Hyprop CEO Pieter Prinsloo says the new developments at The Glen are in line with the group's strategy to focus on asset enhancing opportunities in its existing portfolio. "The Glen enjoys a growing and increasingly sophisticated market. By continually strengthening the tenant mix, Hyprop strives to improve the retail experience for The Glen's shoppers and so boost turnover at the centre and continue Hyprop's growth."
The Glen's General Manager Roy Licht says: "Market research by a number of 'brand' stores and national anchor tenants has indicated a need for retailers to be represented at The Glen, the upmarket shopping location in the south of Johannesburg." He says new tenants will therefore include 'brand' stores such as Guess, Hush Puppies, Esprit, Nine West, Exclusive Books and Coricraft which will cater to customer aspirations in the area.
The new extension will be anchored by a 4 000m² Game store, joined by 'super lifestyle' retailers Dischem, Wetherlys and Incredible Connection which will each occupy 1 800m² of floor space. Current tenants Foschini@Home and Mr Price Home will be expanding to 1 800m² and 2 400m² respectively.

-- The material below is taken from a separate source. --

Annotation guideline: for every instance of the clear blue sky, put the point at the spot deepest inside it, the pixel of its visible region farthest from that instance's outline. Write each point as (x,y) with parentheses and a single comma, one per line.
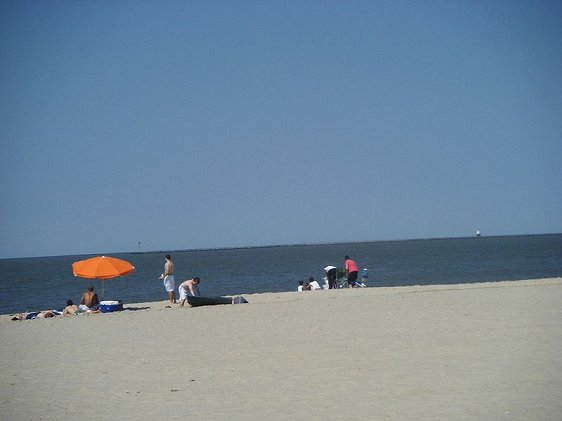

Located adjacent to the N12 freeway and in close proximity to the upmarket residential areas of Glenvista and Mulbarton, the centre caters to a growing and increasing affluent market. Licht says: "The primary catchment area for The Glen comprises over 50 000 surrounding households in 'the new south'. The area has seen significant growth in standard of living and population. Over the past few years alone, up to 4 000 new luxury homes have been built. From being an historically less affluent area, today at least 50% of local residents fall into the LSM 8-10 category". He adds: "Significant development of good housing, quality government and private schools and 60 000m² of zoned office sites surrounding The Glen should prove a strong attraction away from the traffic-congested northern suburbs of Johannesburg."
The current expansion project will cover more than just the shopping centre with immediate surrounding environs also set to benefit. Improved access points will include a double lane from the nearby Comaro Road offramp, with an added lay-by lane to facilitate east traffic flow into the centre. Further, an innovative electricity arrangement with the local council will see cables from underutilised substations being diverted to the centre, which will in turn release capacity back into the hard-pressed Mulbarton grid.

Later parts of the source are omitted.